India’s Largest Integrated Telecommunications company Airtel and Reliance Jio have announced a comprehensive arrangement to share infrastructure created by both companies, including optic fiber network, towers, submarine cable networks and internet broadband services. The agreement can be extended in the future to cover roaming on 2G, 3G and 4G networks. Airtel’s infrastructure elements reduces RIL-Jio’s time to market its 4G services considerably. Airtel reeling under African Losses would want to lease out excess capacity to a Pure-Play 4G Player like Jio which probably has realized that it has no business case even for the next few years.
How Airtel – Reliance Jio Deal Benefits the Industry & Consumer ?
Airtel would not be keen to open its infrastructure at competitive rates to a player it believes will be disruptive to its bread-and-butter retail wireless business. Reliance Jio’s opex on the infrastructure elements covered by the agreement now cannot be lower than Airtel’s – even parity would demand massive Airtel like scale. This has implications for Reliance Jio’s ability to be price-disruptive in the market.
Impact of Airtel – Reliance Jio Deal on Bharti Infratel
The agreement immediately opens up incremental tenancy potential for Bharti Infratel as Reliance-Jio rolls out its nationwide 4G network over the coming years. These tenancies, at the current average rental reported by Bharti Infratel (the press release categorically states that the pricing under the deal would be at prevailing market rates), could mean an incremental annual revenue and EBITDA.
Negative Impact on Reliance Communications
Reliance Jio managed to squeeze a couple of sweet deals from the distressed Reliance communications first. This deal should curb expectations of further infrastructure-leasing deals between RCom and Reliance Jio.
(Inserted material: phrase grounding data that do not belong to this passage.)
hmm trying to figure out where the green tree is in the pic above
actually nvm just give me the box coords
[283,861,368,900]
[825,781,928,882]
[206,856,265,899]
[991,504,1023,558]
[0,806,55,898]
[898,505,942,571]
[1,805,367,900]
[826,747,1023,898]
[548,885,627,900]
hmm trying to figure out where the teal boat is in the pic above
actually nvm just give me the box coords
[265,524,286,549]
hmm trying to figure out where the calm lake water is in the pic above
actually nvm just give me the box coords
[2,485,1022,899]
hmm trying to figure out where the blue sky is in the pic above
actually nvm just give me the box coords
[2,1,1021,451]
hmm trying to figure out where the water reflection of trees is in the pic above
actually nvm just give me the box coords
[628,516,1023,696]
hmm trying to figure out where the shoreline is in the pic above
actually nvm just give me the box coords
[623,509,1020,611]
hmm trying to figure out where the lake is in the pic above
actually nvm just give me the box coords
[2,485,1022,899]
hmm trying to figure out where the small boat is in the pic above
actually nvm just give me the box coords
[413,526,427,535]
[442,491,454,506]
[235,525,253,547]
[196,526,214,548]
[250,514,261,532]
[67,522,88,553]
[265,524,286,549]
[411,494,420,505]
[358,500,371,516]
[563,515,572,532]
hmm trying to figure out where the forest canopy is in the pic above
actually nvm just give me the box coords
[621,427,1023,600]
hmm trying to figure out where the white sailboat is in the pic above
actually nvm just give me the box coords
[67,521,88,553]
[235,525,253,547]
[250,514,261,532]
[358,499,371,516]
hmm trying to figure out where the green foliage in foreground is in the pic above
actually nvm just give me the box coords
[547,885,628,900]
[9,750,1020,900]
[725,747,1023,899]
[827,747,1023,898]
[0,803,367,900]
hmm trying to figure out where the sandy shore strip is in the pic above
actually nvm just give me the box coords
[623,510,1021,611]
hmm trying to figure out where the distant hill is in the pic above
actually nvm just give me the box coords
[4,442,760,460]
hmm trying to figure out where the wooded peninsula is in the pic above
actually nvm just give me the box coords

In a nutshell, we see a different competitive scenario emerging in the next few years in the industry – intense, yet healthy, in a far more consolidated market. We also expect Favorable Regulatory as two deep-pocketed competitors have decided to collaborate, atleast for now. We can now expect more deals between Incumbent and a Challenger, for example – Aircel & Vodafone.
It benefits the Consumers as we can expect to have ubiquitous coverage of at least 2 Mbps broadband in most parts of towns, marks significance IMO, when the US and Korea have graduated to Gigabit broadband networks. Right of Way costs for laying fiber have spiraled in the last few years and a deal of this nature is a win-win for all.